MONTANAN@EVALUN11.BITNET (Rogelio Montanyana) (02/07/90)
Dear colleagues: We have a 3090 that is actively being used by a very wide community of people in our University. As System Manager I am responsible of providing a fair share of computing resources to all of them. We are experiencing a big problem because we have some number crunchers that would use as much CPU power as they can access, and as far as I know there is no way in VM/XA SP2 to limit the maximum CPU time for an interactive user. In an attemt to avoid the typical situation where every user executes his/her program interactively (being Disconnected) instead of using the batch queues, we have modified the priorities (SHARE parameter in XA) in order to make batch executions faster than interactive ones. This solution has the undesired side effect of effectively reducing the performance for users that actually do interactive work (short executions, compilations, for instance). I have been thinking about writing a REXX program that would run in a disconnected service machine, and whose main task would be to have a look at the system from time to time (every three minutes, for example); that program would follow (using the CP INDICATE QUEUE command) those CPU bound users, and would reduce their SHARE progressively; of course, certain users (i.e., batch machines) would be excluded from the process. Because I do not want to reinvent the wheel, I first want to ask if anybody has already written something similar. I would also be very glad to accept comment and suggestions from other people. Thanks to everybody, Rogelio Montanana System Manager Valencia University BITNET: MONTANAN at EVALUN11
RWWMAINT@MSU.BITNET (Rich Wiggins) (02/07/90)

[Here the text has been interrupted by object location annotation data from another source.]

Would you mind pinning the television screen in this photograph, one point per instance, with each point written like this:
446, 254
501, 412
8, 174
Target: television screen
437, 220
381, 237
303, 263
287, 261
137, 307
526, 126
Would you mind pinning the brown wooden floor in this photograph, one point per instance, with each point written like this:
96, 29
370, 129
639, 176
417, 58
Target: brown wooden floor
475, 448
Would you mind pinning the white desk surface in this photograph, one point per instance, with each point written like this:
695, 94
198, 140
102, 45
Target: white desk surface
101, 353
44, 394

> >I have been thinking about writing a REXX program that would run in a >disconnected service machine, and whose main task would be to have a look >at the system from time to time (every three minutes, for example); that >program would follow (using the CP INDICATE QUEUE command) those CPU bound >users, and would reduce their SHARE progressively; of course, certain users >(i.e., batch machines) would be excluded from the process. > >Because I do not want to reinvent the wheel, I first want to ask if anybody >has already written something similar. I would also be very glad to >accept comment and suggestions from other people. We have exactly the same sort of diverse mix, and exactly the same problem you detail: If our CPU crunchers would run via batch only, our load would be quite manageable, even though we run at 100% CPU utilization most of the time. Since they don't, I've implemented a simple little Rexx tool to do exactly what you propose. It's called QSCAN. It scans through IND POS lists to find people who seem to be getting lots of Q3 time, and slowly degrades their priority, eventually to be worse than that of the batch workers. This works fairly well. It cuts way down on the amount of CPU delivered to interactive crunchers. However, some folks don't get the hint, and on a busy day even the degraded crunchers have an impact. We did this under HPO 4.2. I'll be glad to send the exec along, especially if I get an XA-SP version back in return! /Rich Wiggins Computer Lab Michigan State U
CMS2@ETSU.BITNET (Bill Williams) (02/08/90)
Just out of curiosity has/does anybody use SCI's VMMONITOR under VM/XA to control user resource consumption -- CPU, SIO, etc.? If so, how's it working out? Do you like it? Any big problems? Comments? ---------- B.R.Wms
BOEHEIM@SLACVM.BITNET (Chuck Boeheim) (02/08/90)
REPLY TO 02/06/90 18:30 FROM MONTANAN@EVALUN11.BITNET "Rogelio Montanyana": Looking a way to limit interactive CPU utilization We have such a system in place at SLAC. It's more than a single exec, and not at all documented, but you can probably understand it from reading the execs in fairly short order. It uses monitor data from RTM/SMART, and so would only be of use to you if you have that product. The execs find out from SMART which users have exceeded a threshold of CPU use averaged over an interval. We use 10% over 10 minutes with fairly good results. This tends to allow people to have quick spikes of activity without penalty and only get the ones that crunch for a while. Under HPO it changes the user's priority from our standard of 50 to 99. Under XA it sets their relative SHARE from 100 to 5. If they're good in the next interval, it sets it back. It also has an exclusion list, a notification list, and logging. If you would like this, AS IS, send me mail at BOEHEIM at SLACVM. -Chuck Boeheim
Z00NER01@AWIUNI11.BITNET (Ernst Neuwirth) (02/08/90)
Dear Mr. Montanyana, we have written a REXX-Program that does the following: it does an INDICATE QUEUE every 10 seconds and sets the relative share of *normal* users depending on the (real)time since the start of the transaction. For the first 4 minutes of real time a user gets 100 relative share, then 80, 60, 50, etc. After more than 300 minutes the relative share will be 1. Users in Q1 and Q2 get relative share 100. We use this in production since about April 1989 and it has worked fine in moving all long production work to the batch system. Batch machines have a relative share of 50, so they do not normally influence interactive work. Ernst Neuwirth, University of Vienna Computer Center.